One of the participants at the CGI meeting suggested we should learn from the tobacco industry’s mistakes; that is, how its missteps allowed policymakers to successfully ban smoking from public places, implement age restrictions on sales of tobacco to children, and require warnings to appear on packs of cigarettes. I think we might also want to spend some quality time studying its successes:   How, exactly, has an industry which unquestionably poisons everyone on the planet and provides nothing of value to any of us managed to stay in business for so long?  How has the tobacco industry played the system so adroitly that it survives victorious, and how can we do that too?  Surely, if tobacco can succeed with poison as its product, we can do it with prevention as ours.

Unfortunately, there is no authentic organizational voice for the primary prevention of disease other than the few raised yesterday at CGI.  The World Health Organization’s agreement to focus attention on NCDs is worthy, agreed; but the universal good will so radiantly on display is at risk of drowning in a sea of profit-driven diagnosis and treatment unless we plant the flag on the proper definition of primary prevention of disease and vigorously defend it against its foes.   Prepare for war, for they are legion.

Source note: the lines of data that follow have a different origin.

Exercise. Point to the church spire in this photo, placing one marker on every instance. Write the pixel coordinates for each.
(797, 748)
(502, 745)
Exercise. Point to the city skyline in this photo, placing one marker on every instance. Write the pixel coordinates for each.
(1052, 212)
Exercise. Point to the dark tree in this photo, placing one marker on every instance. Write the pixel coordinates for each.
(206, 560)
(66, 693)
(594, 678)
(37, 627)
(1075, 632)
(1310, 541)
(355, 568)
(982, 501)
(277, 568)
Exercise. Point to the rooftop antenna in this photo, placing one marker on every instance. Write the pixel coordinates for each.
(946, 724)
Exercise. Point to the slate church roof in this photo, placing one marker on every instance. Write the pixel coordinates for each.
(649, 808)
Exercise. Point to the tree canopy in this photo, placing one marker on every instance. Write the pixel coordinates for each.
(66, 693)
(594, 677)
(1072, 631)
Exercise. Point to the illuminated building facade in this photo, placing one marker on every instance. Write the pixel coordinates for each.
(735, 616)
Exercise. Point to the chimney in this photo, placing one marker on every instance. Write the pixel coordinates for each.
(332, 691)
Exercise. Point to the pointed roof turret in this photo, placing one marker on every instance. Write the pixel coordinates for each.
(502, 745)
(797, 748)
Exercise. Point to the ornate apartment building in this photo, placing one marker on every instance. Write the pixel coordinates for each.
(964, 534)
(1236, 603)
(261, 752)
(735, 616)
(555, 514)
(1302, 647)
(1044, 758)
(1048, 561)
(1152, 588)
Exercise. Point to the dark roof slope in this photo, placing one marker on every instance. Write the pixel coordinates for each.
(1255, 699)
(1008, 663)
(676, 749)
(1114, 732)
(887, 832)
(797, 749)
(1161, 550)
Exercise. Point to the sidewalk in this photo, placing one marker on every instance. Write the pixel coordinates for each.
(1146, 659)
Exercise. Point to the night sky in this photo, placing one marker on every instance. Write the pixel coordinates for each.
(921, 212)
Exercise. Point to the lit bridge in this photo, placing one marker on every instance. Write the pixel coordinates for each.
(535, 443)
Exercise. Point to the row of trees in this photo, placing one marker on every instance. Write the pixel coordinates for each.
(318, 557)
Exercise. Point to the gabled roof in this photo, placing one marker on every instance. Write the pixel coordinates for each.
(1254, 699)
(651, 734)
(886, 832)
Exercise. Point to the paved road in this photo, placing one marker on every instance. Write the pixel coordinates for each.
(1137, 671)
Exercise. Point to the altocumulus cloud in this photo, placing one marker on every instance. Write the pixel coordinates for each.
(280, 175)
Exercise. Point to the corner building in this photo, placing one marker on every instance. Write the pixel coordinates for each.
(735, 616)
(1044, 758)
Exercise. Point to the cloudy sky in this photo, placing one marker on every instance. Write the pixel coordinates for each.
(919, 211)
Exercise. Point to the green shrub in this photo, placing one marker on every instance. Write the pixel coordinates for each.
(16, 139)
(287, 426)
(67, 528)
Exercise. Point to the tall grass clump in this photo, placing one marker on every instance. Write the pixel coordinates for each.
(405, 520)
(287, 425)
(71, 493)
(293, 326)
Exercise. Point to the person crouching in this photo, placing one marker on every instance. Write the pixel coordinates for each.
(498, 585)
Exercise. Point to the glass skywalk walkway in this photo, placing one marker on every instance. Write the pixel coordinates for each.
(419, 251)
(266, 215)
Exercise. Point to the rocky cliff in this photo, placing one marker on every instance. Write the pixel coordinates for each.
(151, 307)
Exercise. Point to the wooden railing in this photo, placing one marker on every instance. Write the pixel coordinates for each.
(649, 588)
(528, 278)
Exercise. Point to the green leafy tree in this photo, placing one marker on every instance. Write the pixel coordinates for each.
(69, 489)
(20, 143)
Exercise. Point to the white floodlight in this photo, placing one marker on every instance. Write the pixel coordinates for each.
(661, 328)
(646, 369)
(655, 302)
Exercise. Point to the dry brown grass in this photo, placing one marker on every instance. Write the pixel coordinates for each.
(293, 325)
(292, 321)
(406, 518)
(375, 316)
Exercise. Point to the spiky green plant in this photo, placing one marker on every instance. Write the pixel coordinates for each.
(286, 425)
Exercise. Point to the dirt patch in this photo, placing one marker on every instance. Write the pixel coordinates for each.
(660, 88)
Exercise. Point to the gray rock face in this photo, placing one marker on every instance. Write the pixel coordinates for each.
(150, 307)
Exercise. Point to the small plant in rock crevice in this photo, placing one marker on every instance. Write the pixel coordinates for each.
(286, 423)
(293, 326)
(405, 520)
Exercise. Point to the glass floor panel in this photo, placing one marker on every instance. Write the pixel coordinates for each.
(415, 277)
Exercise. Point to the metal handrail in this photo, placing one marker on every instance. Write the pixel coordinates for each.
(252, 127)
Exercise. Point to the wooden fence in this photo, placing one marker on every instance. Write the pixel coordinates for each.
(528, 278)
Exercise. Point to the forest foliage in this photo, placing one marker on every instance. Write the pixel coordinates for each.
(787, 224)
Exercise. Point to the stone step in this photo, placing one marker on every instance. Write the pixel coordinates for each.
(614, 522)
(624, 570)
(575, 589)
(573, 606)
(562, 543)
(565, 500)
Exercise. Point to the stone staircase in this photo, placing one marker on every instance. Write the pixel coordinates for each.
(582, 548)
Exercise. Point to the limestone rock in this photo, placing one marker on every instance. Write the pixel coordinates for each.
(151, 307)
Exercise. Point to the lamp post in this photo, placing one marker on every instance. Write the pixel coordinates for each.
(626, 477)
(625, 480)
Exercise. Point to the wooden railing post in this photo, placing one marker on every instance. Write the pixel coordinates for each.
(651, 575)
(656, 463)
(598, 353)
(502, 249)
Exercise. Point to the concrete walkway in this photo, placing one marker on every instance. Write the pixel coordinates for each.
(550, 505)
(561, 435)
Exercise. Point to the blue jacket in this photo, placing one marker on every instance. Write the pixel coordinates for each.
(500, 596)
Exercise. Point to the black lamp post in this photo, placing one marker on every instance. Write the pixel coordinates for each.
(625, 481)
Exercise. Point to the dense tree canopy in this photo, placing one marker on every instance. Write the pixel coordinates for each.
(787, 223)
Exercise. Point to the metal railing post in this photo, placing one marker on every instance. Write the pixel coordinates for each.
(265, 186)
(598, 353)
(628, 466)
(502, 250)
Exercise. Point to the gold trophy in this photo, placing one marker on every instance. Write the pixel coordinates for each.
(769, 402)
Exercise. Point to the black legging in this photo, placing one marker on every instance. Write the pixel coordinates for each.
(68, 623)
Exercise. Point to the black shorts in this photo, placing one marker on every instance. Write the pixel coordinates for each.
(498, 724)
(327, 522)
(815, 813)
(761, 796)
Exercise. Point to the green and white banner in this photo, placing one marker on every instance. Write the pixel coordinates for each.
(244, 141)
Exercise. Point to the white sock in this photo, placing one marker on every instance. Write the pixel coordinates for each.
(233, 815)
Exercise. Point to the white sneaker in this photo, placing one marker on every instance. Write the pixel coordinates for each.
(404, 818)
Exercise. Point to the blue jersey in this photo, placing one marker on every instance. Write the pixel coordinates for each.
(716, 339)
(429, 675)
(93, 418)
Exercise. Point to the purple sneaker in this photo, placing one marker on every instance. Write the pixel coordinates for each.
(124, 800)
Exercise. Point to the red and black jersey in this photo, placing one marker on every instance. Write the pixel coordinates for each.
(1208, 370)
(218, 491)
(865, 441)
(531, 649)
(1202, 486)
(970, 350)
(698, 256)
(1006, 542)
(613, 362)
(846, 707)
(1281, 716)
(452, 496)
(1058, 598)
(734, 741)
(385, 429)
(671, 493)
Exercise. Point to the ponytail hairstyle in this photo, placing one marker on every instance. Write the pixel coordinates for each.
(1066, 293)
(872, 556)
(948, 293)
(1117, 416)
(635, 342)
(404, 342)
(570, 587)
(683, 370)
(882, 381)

Lack of research?  Lack of data?  Lack of evidence, you say?  Objections such as these are either diversionary tactics or blind spots.  Even a cursory review of the peer-reviewed literature on primary prevention of disease yields myriad ways to effectively drive down the incidence and prevalence of NCDs.  That is, if you want to.  And we want to.  Et tu?

One of the benefits of being a small shop like the Breast Health and Healing Foundation is that you’re more agile when you operate from the periphery.  Think for a moment, how fast does the center of the earth spin relative to an island sitting on the equator?  Right, the island moves very fast relative to the center, which hardly moves at all.  So, don’t look to the federal government or the World Health Organization or the United Nations or any of the industrially infiltrated philanthropies to take the lead on anything but talk as regards primary prevention of disease.  If we want disease prevention, then we must work from the periphery where the greatest flexibility exists and where the arc of change moves most rapidly.

Such a space now exists in the private-publc partnerships taking shape at the Clinton Global Initiative, and for that we’re very grateful.